O que tem a ver a Queda com a lei da misoginia?
Gênesis 3.16:
o teu desejo será para o teu marido e ele te dominará.
תְּשׁ֣וּקָתֵ֔ךְ
וְה֖וּא יִמְשָׁל־בָּֽךְ
təšūqāṯêḵ, wəhū yimšāl-
Gênesis 4.7:
o seu desejo será contra ti,
mas a ti cumpre dominá-lo.
תְּשׁ֣וּקָתֹ֔ו
וְאַתָּ֖ה תִּמְשָׁל־בֹּֽו
təšūqāṯêḵ, wə’attāh timšāl-
Gênesis, 3.16 e 4.7 compartilham uma estrutura linguística quase idêntica em hebraico, apesar de tratarem de contextos diferentes.

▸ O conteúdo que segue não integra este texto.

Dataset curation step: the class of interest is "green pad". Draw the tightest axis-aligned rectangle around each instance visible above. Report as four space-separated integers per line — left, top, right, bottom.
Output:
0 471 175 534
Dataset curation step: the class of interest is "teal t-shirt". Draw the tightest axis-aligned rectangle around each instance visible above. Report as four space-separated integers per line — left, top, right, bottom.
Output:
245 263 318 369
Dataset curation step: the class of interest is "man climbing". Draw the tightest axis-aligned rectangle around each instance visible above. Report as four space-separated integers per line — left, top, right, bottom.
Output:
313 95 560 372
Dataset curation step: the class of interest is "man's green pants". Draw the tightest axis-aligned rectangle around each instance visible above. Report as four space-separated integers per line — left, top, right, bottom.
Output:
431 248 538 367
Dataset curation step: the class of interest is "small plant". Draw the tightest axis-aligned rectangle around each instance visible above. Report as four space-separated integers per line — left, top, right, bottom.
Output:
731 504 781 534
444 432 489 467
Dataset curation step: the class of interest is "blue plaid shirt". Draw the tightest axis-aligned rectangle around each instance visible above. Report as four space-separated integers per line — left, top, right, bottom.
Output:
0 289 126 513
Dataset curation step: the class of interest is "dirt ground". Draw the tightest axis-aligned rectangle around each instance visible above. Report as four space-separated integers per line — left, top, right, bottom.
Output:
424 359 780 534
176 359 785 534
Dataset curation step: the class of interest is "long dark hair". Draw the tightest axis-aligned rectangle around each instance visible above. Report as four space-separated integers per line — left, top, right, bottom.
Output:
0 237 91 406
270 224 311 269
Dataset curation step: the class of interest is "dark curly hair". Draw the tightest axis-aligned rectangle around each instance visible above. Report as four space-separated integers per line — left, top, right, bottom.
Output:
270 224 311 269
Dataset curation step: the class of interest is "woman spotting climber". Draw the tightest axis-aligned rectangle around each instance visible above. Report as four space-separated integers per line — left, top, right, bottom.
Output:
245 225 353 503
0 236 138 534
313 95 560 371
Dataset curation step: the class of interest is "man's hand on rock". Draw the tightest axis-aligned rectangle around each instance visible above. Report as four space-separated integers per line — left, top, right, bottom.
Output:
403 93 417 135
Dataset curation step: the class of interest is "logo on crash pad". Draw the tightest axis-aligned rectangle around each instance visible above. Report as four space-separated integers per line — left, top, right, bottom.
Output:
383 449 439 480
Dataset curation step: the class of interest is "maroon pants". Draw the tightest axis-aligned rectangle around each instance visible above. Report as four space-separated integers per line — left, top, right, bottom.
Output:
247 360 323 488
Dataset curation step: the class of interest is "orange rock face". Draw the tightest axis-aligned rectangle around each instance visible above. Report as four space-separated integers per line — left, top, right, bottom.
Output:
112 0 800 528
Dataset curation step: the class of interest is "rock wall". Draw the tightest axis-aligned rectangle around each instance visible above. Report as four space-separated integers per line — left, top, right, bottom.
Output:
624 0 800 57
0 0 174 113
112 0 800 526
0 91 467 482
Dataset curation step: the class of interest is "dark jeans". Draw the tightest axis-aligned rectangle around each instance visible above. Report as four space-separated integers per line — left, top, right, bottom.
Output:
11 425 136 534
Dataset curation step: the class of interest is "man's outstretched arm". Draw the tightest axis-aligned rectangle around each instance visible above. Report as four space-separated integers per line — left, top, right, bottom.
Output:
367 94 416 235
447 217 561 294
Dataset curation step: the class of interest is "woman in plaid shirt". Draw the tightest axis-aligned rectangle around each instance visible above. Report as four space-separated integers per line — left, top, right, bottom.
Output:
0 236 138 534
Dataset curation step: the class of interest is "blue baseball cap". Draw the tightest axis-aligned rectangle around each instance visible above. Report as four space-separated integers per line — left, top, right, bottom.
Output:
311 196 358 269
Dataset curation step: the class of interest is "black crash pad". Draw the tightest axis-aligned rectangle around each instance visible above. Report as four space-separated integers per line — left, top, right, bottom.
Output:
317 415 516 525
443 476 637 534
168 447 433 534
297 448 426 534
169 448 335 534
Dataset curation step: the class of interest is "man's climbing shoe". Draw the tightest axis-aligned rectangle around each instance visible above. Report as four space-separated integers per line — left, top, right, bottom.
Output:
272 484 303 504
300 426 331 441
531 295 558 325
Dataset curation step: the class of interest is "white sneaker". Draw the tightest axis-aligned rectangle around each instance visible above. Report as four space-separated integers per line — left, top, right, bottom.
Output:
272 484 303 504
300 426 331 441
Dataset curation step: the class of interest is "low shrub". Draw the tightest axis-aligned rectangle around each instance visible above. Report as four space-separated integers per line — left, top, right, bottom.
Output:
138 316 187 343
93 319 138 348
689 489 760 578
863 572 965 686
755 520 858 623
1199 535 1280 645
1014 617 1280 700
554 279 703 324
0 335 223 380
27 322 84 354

Gn 3.16 faz parte da sentença dada
à mulher após a queda. A tradução em português ficou assim: O teu desejo será
para o teu marido e ele te dominará.
Em Gn 4.7 Deus avisa Caim que ele
precisaria tomar cuidado com o desejo de tirar a vida de seu irmão Abel. A
tradução ficou assim: o teu desejo será contra ti, mas cumpre a ti dominá-lo.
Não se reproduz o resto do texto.